By the early 1900s, automobiles were more affordable than ever and the middle class clamored for new roads. US Highway 10 was known at different times as the Sunset Highway, The North Pacific Highway, the Appleway and the Yellowstone Trail. Spanning over 2000 miles, it began in Detroit and ended in Seattle. Its route through the Spokane Valley followed modern day Sprague Avenue and brought travelers through the small communities of Dishman, Opportunity, Veradale and Greenacres on its way east into Idaho.
Motels and restaurants popped up all along the highway, inviting people to stop and stay awhile. Travelers could enjoy delicious meals at establishments like Madge's Chicken Dinner Inn (4928 E. Sprague) and then rest their weary bodies at The Paul Bunyan Motel (4602 E. Sprague). The road was also dotted with at least eight Triple XXX Thirst Stations. Triple XXX was a brand of root beer produced by The Galveston Brewing Company. The buildings were shaped like barrels and, in the later years, sold beer and wine in addition to root beer.
Most of these businesses ended their heyday in the late 1960s, becoming used car lots and parking lots when Interstate 90 rerouted traffic, but one remains in business. The Park Lane Motel, formerly known as Bert Nims Auto Court, still operates at its original location, 4412 East Sprague.

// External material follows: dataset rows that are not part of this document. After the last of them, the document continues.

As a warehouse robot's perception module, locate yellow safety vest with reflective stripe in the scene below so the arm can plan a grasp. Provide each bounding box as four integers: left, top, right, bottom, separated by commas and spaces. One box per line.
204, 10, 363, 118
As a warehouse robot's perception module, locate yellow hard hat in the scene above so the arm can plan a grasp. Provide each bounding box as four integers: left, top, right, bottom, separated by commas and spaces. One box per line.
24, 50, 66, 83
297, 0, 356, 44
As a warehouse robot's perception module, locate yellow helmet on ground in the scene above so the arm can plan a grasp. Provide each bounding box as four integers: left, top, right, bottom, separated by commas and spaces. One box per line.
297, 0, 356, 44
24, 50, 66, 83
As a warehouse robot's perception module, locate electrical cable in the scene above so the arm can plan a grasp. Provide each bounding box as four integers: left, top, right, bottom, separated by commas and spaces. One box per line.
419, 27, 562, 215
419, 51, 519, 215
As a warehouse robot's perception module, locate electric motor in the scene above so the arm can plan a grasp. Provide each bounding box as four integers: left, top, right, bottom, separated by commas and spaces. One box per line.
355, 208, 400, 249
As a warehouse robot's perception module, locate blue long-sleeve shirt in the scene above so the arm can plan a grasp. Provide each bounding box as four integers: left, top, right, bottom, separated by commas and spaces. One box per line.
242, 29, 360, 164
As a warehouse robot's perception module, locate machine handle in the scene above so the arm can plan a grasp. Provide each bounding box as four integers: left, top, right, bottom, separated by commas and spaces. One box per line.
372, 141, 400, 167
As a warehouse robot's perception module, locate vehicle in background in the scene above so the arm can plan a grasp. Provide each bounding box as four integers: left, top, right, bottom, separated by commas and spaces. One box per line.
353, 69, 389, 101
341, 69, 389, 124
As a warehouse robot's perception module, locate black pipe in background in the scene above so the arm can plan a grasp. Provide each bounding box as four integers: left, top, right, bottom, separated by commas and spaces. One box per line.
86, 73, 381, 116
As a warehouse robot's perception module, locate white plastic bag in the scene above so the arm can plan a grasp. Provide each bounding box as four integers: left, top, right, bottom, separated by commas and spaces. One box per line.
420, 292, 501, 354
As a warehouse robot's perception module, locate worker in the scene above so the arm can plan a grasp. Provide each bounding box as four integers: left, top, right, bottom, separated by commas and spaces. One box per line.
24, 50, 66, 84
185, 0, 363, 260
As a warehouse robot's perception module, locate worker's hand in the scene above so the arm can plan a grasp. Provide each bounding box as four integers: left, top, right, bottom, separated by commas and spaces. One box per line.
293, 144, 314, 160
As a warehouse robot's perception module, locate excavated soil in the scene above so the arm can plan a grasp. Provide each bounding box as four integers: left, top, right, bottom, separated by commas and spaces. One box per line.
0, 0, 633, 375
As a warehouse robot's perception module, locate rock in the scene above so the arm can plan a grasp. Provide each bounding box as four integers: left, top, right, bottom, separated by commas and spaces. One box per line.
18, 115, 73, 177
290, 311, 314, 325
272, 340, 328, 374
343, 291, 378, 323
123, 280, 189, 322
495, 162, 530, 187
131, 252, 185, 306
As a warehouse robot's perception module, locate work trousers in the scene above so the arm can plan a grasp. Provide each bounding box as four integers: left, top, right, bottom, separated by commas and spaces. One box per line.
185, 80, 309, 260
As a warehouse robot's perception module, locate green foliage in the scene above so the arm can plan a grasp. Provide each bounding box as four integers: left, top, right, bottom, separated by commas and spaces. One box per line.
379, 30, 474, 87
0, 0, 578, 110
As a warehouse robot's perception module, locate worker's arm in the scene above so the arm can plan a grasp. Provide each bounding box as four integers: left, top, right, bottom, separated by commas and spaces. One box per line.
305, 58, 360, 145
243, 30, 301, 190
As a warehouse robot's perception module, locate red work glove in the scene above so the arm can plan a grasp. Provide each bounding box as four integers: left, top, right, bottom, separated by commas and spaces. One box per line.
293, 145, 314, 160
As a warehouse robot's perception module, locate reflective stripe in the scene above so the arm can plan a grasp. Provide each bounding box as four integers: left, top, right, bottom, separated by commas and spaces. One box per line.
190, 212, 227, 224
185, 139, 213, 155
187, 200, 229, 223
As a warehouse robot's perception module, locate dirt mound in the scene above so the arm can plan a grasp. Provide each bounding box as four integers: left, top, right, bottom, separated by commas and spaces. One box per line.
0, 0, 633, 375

Although you're actually traveling US Highway 10 when you drive on Sprague Avenue today, most of it is just a memory for auto travel. You can walk along a surviving original strip of US 10 at the Idaho/Washington border where it is part of the Centennial Trail. As you walk, if you look to the left of the trail every one hundred feet or so, you can see the dates that indicate when that section was built, stamped into the concrete.